After hitting these walls, we dug into SGLang GitHub issues and community reports. A few things worth knowing:
TP=2 may not be the right parallelism strategy for MoE models on multi-node DGX Spark. Standard tensor parallelism was designed for dense models. MoE models have sparse expert routing — only ~10B parameters activate per token in M2.7's 230B total. With TP, you still broadcast all activations to all GPUs and split the KV cache, which wastes bandwidth and memory. EP routes each token's computation to the nodes where its experts live. On two Sparks with 109 Gb/s RoCE, EP could be meaningfully more efficient.

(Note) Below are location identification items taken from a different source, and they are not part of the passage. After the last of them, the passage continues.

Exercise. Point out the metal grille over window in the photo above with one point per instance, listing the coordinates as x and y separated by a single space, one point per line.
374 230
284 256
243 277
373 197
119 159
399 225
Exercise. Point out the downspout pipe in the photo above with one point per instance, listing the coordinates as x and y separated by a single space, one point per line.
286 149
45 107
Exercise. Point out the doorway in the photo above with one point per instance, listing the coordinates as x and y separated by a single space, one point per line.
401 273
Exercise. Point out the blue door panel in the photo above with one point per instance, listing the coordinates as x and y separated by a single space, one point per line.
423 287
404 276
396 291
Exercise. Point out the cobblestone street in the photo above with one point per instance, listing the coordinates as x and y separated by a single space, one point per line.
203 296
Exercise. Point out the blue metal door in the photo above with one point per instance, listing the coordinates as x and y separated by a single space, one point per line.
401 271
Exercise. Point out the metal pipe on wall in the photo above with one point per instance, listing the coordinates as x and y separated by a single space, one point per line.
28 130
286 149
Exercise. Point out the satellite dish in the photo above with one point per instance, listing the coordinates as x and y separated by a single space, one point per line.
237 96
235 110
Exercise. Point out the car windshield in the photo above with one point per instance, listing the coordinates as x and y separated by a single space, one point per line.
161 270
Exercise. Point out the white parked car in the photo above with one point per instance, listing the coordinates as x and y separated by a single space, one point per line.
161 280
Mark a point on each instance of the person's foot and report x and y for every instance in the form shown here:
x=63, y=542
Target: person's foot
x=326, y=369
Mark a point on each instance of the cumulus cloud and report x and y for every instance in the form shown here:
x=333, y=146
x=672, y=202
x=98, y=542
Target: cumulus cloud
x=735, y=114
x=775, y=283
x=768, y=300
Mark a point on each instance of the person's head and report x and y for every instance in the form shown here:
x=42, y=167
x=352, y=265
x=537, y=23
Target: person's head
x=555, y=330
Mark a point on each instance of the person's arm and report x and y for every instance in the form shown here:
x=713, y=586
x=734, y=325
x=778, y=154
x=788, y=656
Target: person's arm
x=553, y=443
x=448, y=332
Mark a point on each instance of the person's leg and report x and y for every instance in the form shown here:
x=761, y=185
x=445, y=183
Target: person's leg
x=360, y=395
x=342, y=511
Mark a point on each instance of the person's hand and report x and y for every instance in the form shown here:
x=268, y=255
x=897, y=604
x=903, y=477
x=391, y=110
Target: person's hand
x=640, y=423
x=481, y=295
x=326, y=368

That "loading now" status in the previous section never resolved. The final SGLang attempt hit a new wall: deep_gemm — a C extension for FP8 matrix scale factor layout transforms — crashed on SM 12.1. It's not in the supported hardware list. Patching it in-container (a try/except around the failing function, falling back to natural-layout scale factors) got weights loaded but post-load quantization failed in a different place. After five launch attempts and five reboots, the pattern was clear: community SGLang + MiniMax M2.7 FP8 + TP=2 on GB10 doesn't have a working recipe. Nobody has published one.
It's worth noting: SGLang has excellent MoE support and GB10 compatibility in general. The specific failure is FP8-weight MiniMax M2.7 on multi-node TP, which isn't a common combination in the wild. More on SGLang below.
After the fifth reboot, we did what we should have done earlier: searched the NVIDIA DGX Spark forums instead of trying to brute-force a new recipe. That's where we found two things.
First: someone had already built a GB10-specific NVFP4 quantization of M2.7. saricles/MiniMax-M2.7-NVFP4-GB10-AC — 130.6 GB on disk vs 229 GB for FP8. Complete with a DEPLOYMENT.md documenting a five-phase tuning pass on exactly our hardware. Benchmarks included.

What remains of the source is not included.